Rethinking the need for intelligibility testing of fire alarm systems
NFPA Journal®, January/February 2011
In "Can You Hear (and Understand) Me Now?" in the November/December issue, Bob Schifiliti looked at voice intelligibility issues related to emergency communications systems that NFPA 72®, National Fire Alarm and Signaling Code®, does not directly address. One had to do with measuring intelligibility, which was defined as a message that is not only audible but that can be clearly understood. The question before the fire alarm community is whether the code should require the measurement of intelligibility.
For years, NFPA 72 has required that the sound output of all fire alarm systems be measured. It makes sense that the fire alarm system installer should place notification appliances where they will provide sufficient sound output to gain occupants’ attention to warn them of a fire. Designers, installers, and authorities having jurisdiction (AHJs) have long had to consider code requirements for fire alarm system audibility.
By contrast, NFPA 72 did not refer to intelligible voice directions for building fire emergency voice/alarm communications systems until the 1999 edition. And the concept of voice intelligibility measurement did not appear in the Annex A material for Chapter 7, "Notification Appliances," until the 2007 edition. The NFPA technical committee placed the material in the annex rather than the body of the code because measuring intelligibility depends on a number of items that often cannot be controlled when a fire alarm system is tested before a building is occupied. While the 2010 edition of NFPA 72 does not require the measurement of intelligibility, it does present recommendations for intelligibility testing in a new Annex D. As Schifiliti pointed out, "The test protocols in the annex are not required; the code permits them to be used, but also allows a simple ‘listen’ test."

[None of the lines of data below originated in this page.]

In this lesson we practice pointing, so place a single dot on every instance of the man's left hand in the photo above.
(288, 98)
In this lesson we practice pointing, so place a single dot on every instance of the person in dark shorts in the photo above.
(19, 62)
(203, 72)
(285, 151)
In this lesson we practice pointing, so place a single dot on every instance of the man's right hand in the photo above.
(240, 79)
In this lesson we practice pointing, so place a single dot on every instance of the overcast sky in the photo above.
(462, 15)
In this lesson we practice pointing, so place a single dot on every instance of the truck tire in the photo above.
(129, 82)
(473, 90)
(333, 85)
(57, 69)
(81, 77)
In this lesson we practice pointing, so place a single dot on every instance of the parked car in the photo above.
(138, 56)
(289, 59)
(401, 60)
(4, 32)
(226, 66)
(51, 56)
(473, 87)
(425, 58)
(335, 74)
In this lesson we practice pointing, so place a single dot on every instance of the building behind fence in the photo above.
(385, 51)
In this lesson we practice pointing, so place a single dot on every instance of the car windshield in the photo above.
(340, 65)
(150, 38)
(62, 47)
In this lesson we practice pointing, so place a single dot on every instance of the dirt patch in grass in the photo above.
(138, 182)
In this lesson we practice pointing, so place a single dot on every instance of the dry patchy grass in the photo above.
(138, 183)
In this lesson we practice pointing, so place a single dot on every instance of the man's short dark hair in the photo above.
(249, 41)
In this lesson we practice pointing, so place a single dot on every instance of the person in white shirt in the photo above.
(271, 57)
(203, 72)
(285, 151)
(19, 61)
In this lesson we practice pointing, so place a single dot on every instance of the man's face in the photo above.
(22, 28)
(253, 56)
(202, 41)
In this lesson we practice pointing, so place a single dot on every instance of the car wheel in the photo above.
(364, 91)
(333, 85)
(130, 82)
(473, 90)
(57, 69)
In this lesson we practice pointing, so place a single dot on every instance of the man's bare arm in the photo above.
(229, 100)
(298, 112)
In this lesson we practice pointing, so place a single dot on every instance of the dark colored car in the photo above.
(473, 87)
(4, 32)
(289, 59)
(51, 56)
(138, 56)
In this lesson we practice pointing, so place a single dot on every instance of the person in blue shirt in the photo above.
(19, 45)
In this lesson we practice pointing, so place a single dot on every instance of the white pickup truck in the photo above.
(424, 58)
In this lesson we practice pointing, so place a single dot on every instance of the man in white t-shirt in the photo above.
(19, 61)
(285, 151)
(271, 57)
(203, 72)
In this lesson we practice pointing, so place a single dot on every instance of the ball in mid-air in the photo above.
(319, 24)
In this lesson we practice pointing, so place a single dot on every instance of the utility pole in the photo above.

Even so, design specifications now frequently require that all voice communications systems be measured for intelligibility. Obviously, any fire alarm system using voice communications to provide direction to building occupants during an emergency must provide intelligible communications. Whether or not an installer measures intelligibility, occupants must always clearly understand the message, and building fire emergency voice/alarm communications systems must be designed and installed accordingly.
As for requiring measurement of intelligibility in the code, are we placing the cart before the horse?
The audio communications industry has been able to design for intelligibility for many years, and it has spent at least the last decade developing performance standards for the equipment it produces. By contrast, those in the fire alarm system community remains in catch-up mode. Historically, the design of building fire emergency voice/alarm communications systems was patterned after the design of nonvoice systems, using just a few speakers installed only in common areas. AHJs accepted this design concept largely because they had no information as to what constituted an intelligible voice communications system.
Should we require measurement before we also require the fire alarm amplifiers and speakers currently available to meet the same acoustic performance standards that basic professional sound and communications equipment provide? Should we require measurement without making certain that designers, installers, and AHJs have the opportunity to learn about the basic sound reproduction and communications concepts?
It is my opinion that before we rush to measure intelligibility, designers, manufacturers, installers, and AHJs should understand what it takes for both the equipment and design to ensure intelligibility. After all, during a fire or other emergency, no one has the luxury of asking, "Can you hear (and understand) me now?"
Wayne D. Moore, P.E., FSFPE, is a principal with Hughes Associates.